The relationships uncovered by the authors were similar for the various drugs and for short-, medium- and long-acting formulations.
Interestingly, lower average doses (<0.5 DDD/day) of many of the drugs increased the AD risk more than higher doses in the unadjusted model.
“We were puzzled by this observation and investigated it in more detail,” said Tapiainen. “This investigation revealed that those who used the highest average doses actually used these drugs for a shorter period of time, and so their total consumption was less.”
In addition, high and low doses may have been used for different indications.
The authors noted that the dose-response relationship that was uncovered for both cumulative consumption and duration was lessened in the highest drug dose category after adjusting for use of other psychotropics.
“This indicates that the association may be partially due to antidepressants and/or antipsychotics, or concomitant use of these medications,” said Tapiainen.
When asked whether the relationship between drug use and AD risk was more pronounced among the oldest patients in the study, Tapiainen said she and her colleagues did not investigate this in the published study.
“But because we found this question interesting, we did further analysis and found that the association was similar regardless of age,” she said.
A limitation of the study was that it did not include data regarding nonreimbursed drugs or drugs used in hospital.
Commenting on the findings for Medscape Medical News, David S. Knopman, MD, professor of neurology, Mayo Clinic, Rochester, Minnesota, and a member of the Alzheimer’s Association Medical and Scientific Advisory Council, noted that many studies have suggested that patients who are exposed to certain psychoactive drugs, such as those with cholinomimetic properties, are at increased risk for dementia.

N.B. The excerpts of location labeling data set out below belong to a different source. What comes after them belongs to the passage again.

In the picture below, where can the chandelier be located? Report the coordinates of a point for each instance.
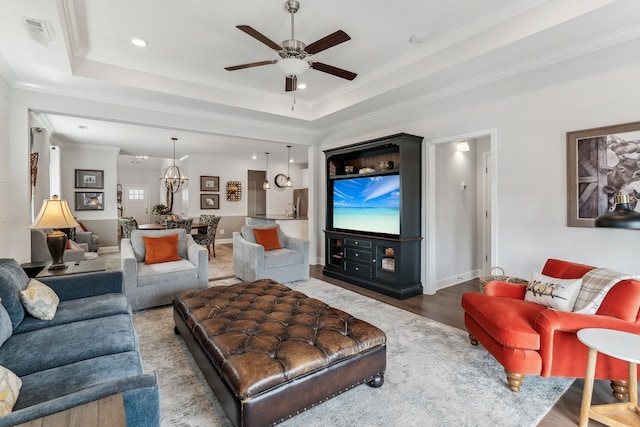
(265, 184)
(174, 178)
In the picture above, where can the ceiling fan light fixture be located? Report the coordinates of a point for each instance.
(292, 66)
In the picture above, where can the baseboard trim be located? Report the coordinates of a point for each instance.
(457, 279)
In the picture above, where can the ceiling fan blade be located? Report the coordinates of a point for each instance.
(290, 84)
(330, 69)
(327, 42)
(249, 65)
(259, 36)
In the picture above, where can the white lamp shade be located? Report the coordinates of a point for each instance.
(292, 66)
(55, 213)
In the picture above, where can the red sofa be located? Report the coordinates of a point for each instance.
(530, 339)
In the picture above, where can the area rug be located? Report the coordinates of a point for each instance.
(434, 376)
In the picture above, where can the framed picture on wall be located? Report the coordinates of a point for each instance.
(86, 178)
(86, 201)
(209, 183)
(209, 201)
(601, 162)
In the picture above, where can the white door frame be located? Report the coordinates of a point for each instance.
(429, 231)
(125, 187)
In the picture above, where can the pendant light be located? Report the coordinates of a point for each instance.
(174, 178)
(620, 217)
(289, 183)
(265, 184)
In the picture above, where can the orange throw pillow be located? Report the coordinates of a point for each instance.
(267, 237)
(161, 249)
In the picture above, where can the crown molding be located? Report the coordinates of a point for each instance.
(586, 47)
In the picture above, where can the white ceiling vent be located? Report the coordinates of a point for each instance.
(38, 29)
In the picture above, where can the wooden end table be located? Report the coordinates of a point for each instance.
(621, 345)
(75, 267)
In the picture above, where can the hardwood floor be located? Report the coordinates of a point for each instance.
(445, 307)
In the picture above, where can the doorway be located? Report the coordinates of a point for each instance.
(257, 197)
(453, 253)
(136, 203)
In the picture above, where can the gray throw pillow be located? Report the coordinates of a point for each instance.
(6, 328)
(13, 279)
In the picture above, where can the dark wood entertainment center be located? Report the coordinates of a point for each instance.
(386, 264)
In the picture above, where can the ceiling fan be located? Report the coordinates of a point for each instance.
(293, 52)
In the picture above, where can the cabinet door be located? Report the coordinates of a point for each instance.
(359, 269)
(386, 256)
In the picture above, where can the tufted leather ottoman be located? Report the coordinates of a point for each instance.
(269, 352)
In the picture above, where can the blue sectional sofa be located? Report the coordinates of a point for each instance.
(88, 351)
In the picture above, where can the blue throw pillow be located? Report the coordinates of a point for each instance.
(6, 328)
(12, 280)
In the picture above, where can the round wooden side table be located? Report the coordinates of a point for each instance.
(621, 345)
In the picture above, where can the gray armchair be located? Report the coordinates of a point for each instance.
(151, 285)
(251, 262)
(92, 240)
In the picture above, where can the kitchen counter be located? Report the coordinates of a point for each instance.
(279, 217)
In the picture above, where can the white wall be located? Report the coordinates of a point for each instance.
(235, 169)
(6, 250)
(532, 114)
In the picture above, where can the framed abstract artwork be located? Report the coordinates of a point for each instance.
(86, 178)
(86, 201)
(601, 162)
(210, 183)
(209, 201)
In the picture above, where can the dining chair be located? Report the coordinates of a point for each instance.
(180, 223)
(128, 224)
(208, 239)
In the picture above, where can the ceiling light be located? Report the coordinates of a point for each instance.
(174, 178)
(139, 42)
(418, 38)
(292, 66)
(265, 184)
(289, 183)
(462, 146)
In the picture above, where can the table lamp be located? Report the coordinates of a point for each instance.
(55, 214)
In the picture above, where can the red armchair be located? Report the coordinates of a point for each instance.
(530, 339)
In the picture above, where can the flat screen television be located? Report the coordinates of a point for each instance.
(367, 204)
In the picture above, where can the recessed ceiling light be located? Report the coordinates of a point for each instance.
(136, 41)
(418, 38)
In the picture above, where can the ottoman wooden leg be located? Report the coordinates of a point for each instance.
(514, 380)
(620, 389)
(474, 340)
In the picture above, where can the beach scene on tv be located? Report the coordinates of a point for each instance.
(368, 204)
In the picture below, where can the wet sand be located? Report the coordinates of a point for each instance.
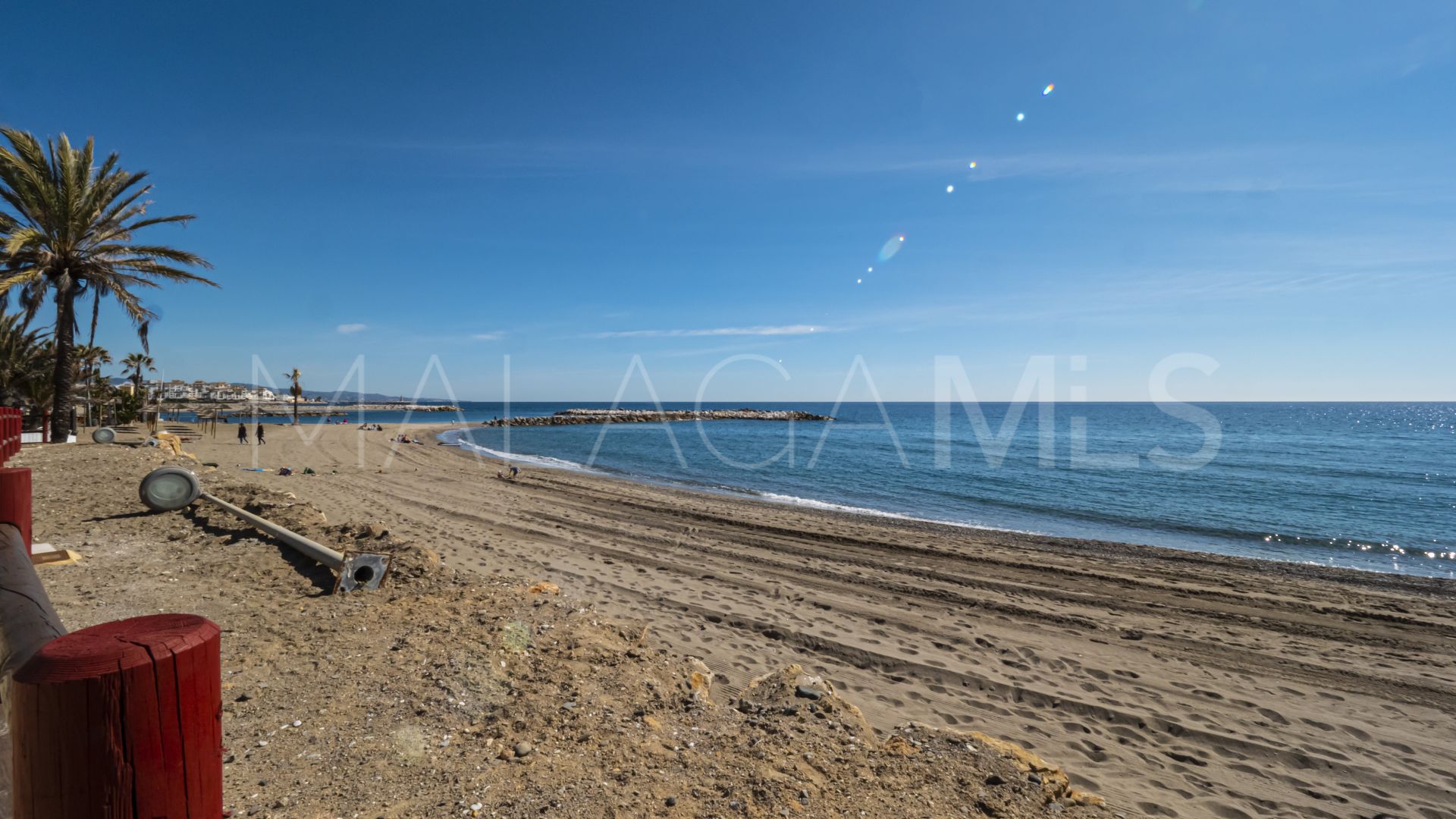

“I therefore find it plausible that benzodiazepines and related drugs could carry the same risks,” he said.
However, he added that the risk uncovered in this current study was “very modest.”
When the authors refer to “risk of Alzheimer’s” they mean “risk of dementia,” said Knopman. “They have no evidence from either neuropathology or biomarkers that the affected individuals had amyloidosis and tauopathy — so Alzheimer’s disease in the biological sense of the word.”
Tapiainen noted that all AD cases in the study were clinically verified with CT/MRI and that the diagnoses were confirmed by a registered neurologist or geriatrician.
The “bottom line” for Knopman is the same — that use of certain psychoactive drugs seems to increase the risk for dementia.
However, it is unclear whether the drugs are temporarily worsening cognition or symptoms are being treated with these drugs, said Knopman.
“In other words, the direction of causality from drugs to dementia could go in either direction, and this study that used administrative data can’t determine the direction of causality,” he said.
Nevertheless, a take-home message is that benzodiazepines and related sleep medications should be avoided “if at all possible” in older individuals, said Knopman.
Also weighing in on the findings for Medscape Medical News, Ronald Petersen, MD, PhD, director, Alzheimer’s Disease Research Center, Mayo Clinic, agreed that it is “appropriate” to be cautious about benzodiazepine use.
Petersen said he found the study “interesting,” although he “would want to be certain the clinical diagnoses were not confounded by benzodiazepine use prior to testing.”